While pulse-recording wearables can be helpful for fitness tracking, are they reliable for detecting arrhythmia? There are a few things you should know before using one of these fantastic gadgets. The effectiveness of wearables in detecting atrial fibrillation, a prevalent heart rhythm problem that can lead to strokes, has been the subject of several large-scale studies. Researchers evaluated the available evidence, which included three very large studies, in a new Frontiers review.
Although several barriers for optimal use of consumer-led screening exist, results of large, ongoing trials, powered to detect clinical outcomes, are required before health care professionals should support widespread adoption of consumer-led AF screening.
How reliable are smartphones, smartwatches, and other consumer electronics?
In a nutshell, wearables are likely quite accurate (often over 95%) for recognising atrial fibrillation. However, the data usually comes from studies with relatively few participants. There is an algorithm built into some of these gadgets that can tell you whether or not your heartbeat is regular. In most cases, these algorithms need permission from the government.
However, manufacturers rarely disclose information about their devices’ precision and reliability. The TGA does not oversee wearables that merely record cardio or physical activity without making any health claims. Even though many people participated in the studies conducted by Fitbit, Apple, and Huawei, the numbers used to calculate the precision of the gadget may be focused on a small sample size because of the rarity of atrial fibrillation among the participants.
The Apple Heart study, for instance, enrolled a whopping 419,000 people. Even so, only 86 people had their atrial fibrillation recorded on both the smartwatch’s pulse irregularity sensor and an ECG patch simultaneously, so the precision was determined based on that.
Wearables can be helpful for sensing atrial fibrillation if you exhibit symptoms or are over the age of 65. Anyone experiencing symptoms that might be arrhythmia would benefit from using a wearable as a data logger. More information is provided by devices like the Apple Watch Series 4 or later, the Withings Scanwatch, and the KardiaMobile. You can provide your doctor with an ECG recording taken during an episode of symptoms to aid in their diagnosis and treatment.

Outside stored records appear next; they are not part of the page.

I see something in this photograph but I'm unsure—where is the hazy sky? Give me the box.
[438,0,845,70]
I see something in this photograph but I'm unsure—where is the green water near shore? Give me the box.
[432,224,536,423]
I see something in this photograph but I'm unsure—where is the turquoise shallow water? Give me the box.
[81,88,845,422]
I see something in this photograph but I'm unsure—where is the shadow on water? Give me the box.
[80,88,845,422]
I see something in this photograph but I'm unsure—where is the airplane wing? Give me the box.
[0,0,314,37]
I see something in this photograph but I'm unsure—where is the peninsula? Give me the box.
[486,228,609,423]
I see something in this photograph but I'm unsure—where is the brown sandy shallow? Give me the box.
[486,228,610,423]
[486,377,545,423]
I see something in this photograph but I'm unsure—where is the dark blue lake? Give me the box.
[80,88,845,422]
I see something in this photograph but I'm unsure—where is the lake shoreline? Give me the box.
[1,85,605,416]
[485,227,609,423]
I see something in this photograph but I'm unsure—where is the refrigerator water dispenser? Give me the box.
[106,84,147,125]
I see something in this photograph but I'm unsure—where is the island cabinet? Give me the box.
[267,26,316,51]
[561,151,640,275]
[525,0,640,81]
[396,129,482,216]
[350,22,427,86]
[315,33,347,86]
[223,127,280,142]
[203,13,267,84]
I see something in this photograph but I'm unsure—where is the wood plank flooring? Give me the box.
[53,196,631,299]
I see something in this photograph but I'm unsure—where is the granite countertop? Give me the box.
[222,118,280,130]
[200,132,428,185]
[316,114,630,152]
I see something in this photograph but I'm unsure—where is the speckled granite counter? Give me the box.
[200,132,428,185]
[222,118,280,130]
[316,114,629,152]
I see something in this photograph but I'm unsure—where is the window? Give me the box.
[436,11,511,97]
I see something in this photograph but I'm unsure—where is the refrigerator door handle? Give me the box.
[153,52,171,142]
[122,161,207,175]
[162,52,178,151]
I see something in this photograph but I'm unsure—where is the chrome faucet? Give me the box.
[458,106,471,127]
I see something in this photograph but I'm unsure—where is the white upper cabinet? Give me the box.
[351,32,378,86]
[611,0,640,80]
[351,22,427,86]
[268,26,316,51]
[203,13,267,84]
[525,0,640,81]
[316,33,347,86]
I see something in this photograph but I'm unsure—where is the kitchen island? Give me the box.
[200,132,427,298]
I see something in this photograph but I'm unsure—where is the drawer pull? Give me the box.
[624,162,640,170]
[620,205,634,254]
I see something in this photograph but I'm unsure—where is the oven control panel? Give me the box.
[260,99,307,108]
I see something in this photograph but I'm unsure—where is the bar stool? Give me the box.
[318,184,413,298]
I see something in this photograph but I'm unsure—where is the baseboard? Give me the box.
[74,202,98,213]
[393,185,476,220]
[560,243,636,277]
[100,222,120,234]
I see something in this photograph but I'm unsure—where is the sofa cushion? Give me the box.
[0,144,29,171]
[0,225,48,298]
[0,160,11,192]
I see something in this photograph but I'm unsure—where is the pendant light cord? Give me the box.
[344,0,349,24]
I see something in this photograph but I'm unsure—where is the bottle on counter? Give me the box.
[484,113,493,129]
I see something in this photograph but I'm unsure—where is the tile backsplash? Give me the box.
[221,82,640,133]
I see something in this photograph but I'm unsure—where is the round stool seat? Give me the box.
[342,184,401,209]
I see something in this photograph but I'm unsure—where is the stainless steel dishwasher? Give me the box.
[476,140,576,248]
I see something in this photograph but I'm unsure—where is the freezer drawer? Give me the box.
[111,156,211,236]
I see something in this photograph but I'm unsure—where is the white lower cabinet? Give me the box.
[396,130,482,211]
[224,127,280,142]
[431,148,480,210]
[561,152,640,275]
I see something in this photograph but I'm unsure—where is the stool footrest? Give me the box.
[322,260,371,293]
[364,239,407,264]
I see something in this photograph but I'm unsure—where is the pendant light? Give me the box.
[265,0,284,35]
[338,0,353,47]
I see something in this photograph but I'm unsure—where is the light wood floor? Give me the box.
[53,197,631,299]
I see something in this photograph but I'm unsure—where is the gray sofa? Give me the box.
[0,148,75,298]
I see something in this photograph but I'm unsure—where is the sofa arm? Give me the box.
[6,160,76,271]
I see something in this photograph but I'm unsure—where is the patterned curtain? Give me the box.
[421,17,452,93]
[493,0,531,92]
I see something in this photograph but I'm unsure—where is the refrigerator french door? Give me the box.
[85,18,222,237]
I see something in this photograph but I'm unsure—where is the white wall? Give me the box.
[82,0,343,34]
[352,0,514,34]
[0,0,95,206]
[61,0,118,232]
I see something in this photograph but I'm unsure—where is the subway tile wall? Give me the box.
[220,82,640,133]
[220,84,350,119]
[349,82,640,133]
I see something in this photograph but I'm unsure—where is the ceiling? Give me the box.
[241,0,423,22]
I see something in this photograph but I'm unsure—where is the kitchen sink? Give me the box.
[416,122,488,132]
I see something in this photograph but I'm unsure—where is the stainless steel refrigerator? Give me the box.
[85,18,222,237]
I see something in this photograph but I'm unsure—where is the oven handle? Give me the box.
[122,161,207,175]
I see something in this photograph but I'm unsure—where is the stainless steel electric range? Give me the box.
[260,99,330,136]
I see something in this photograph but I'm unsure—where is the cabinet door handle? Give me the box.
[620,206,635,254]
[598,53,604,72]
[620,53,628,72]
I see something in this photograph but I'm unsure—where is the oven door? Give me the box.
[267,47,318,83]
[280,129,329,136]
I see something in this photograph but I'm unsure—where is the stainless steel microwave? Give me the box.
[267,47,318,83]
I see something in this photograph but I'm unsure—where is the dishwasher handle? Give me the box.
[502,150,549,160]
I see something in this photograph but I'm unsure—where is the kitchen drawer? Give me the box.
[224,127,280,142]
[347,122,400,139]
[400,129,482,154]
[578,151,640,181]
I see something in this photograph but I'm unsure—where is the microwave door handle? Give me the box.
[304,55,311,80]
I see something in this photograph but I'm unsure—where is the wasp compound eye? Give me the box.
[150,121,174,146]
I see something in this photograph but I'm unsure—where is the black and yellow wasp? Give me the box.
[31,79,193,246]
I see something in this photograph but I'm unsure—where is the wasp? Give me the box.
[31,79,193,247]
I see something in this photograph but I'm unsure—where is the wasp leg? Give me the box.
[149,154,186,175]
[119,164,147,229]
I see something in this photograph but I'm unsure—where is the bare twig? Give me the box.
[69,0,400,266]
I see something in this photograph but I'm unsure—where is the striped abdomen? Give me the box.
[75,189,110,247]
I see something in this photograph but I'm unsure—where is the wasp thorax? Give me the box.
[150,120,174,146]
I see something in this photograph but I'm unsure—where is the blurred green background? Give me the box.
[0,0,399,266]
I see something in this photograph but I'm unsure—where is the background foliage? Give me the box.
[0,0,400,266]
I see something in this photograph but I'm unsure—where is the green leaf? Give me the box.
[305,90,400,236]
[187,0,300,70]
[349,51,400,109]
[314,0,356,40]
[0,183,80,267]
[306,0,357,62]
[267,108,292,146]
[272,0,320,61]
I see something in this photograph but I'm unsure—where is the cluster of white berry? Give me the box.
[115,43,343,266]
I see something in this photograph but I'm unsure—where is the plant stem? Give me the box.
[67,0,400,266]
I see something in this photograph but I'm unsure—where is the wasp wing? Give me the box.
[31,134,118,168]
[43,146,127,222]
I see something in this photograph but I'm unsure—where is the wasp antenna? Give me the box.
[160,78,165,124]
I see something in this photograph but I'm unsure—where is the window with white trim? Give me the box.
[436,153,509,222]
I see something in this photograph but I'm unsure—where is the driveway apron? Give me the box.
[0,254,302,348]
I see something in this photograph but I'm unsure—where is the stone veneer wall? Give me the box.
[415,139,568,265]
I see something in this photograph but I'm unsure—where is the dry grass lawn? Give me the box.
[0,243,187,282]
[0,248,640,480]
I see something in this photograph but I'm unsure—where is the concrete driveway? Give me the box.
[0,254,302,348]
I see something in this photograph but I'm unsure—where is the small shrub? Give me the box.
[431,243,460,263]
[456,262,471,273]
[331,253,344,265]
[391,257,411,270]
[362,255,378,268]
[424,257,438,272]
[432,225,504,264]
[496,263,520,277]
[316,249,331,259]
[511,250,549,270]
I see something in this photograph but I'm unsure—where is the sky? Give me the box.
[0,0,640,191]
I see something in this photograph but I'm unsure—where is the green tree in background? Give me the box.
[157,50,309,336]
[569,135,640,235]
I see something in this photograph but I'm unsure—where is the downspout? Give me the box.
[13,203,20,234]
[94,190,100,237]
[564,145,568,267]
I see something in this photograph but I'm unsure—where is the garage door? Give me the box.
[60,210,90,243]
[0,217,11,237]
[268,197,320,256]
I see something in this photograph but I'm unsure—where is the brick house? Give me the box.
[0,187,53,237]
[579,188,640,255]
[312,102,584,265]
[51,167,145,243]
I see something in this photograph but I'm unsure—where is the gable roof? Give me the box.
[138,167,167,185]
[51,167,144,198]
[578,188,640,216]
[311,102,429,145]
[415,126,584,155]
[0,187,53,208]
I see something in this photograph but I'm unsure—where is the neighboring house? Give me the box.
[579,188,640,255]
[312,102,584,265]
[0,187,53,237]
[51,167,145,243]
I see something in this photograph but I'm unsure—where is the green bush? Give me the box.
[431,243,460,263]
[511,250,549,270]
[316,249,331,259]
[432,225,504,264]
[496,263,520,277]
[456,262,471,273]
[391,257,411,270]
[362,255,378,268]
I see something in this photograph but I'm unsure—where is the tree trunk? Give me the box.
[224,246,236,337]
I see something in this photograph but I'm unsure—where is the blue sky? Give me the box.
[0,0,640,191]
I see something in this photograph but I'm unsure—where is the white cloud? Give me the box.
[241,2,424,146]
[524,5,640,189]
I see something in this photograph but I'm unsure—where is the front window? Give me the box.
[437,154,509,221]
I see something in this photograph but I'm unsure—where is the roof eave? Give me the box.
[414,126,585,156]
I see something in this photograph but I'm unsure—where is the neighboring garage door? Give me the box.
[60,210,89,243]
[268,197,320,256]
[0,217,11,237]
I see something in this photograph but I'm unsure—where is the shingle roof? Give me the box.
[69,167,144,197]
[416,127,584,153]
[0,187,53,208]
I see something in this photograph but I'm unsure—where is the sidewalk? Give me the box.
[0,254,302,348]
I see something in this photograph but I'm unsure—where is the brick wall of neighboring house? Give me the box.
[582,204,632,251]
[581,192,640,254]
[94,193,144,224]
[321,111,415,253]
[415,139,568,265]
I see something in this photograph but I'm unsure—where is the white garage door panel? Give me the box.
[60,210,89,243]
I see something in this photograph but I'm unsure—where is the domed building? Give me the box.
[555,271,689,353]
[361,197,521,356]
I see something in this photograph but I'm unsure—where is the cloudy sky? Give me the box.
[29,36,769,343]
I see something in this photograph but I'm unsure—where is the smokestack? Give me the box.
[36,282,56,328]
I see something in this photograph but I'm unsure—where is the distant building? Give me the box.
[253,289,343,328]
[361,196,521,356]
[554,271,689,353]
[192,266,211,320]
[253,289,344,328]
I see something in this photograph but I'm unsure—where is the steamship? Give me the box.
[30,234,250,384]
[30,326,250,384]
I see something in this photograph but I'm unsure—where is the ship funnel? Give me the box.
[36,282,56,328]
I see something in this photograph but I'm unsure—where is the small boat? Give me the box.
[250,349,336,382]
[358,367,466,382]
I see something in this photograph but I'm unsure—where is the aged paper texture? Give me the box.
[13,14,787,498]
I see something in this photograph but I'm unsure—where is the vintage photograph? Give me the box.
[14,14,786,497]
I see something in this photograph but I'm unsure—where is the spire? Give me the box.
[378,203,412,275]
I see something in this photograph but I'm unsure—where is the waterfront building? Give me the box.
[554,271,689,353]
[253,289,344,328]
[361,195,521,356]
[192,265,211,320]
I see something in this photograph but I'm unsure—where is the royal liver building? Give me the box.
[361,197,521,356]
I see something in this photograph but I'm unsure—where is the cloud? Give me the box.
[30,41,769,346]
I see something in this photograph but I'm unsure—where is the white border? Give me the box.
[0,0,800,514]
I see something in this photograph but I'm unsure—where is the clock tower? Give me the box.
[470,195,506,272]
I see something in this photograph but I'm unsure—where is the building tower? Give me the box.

Wearables can also aid in the detection of atrial fibrillation at an early stage. Ideally, this would be bolstered by integrated care that emphasizes addressing multiple causes of the disease simultaneously.
More information isn’t always better. If your doctor detects irregular heartbeats during a routine appointment and an electrocardiogram (ECG) confirms that you have atrial fibrillation, it’s likely that you have the condition frequently. Afib can be treated, and the risks are comparable whether or not you experience any symptoms. However, wearables can track a person’s heart rate in real time and for much longer than traditional methods. We are not yet certain we should act on the increasing number of cases of atrial fibrillation that have been discovered.
While wearables have been shown to improve AFib detection, it is unclear if this will also reduce the risk of stroke. The typical consumer of wearables tends to be younger and less vulnerable. The significance of atrial fibrillation episodes in young people with no known risk factors is still unclear to medical professionals. There needs to be more evidence, preferably from high-quality, unbiased, randomized studies.
A definition of atrial fibrillation
The most typical arrhythmia is atrial fibrillation (arrhythmia). Eighty percent or more of people may exhibit no signs or symptoms at all. The risk of stroke due to atrial fibrillation increases dramatically with age. Anticoagulant medication is typically prescribed to patients with atrial fibrillation who are at high risk of a stroke due to their age or other risk factors, such as hypertension or diabetes.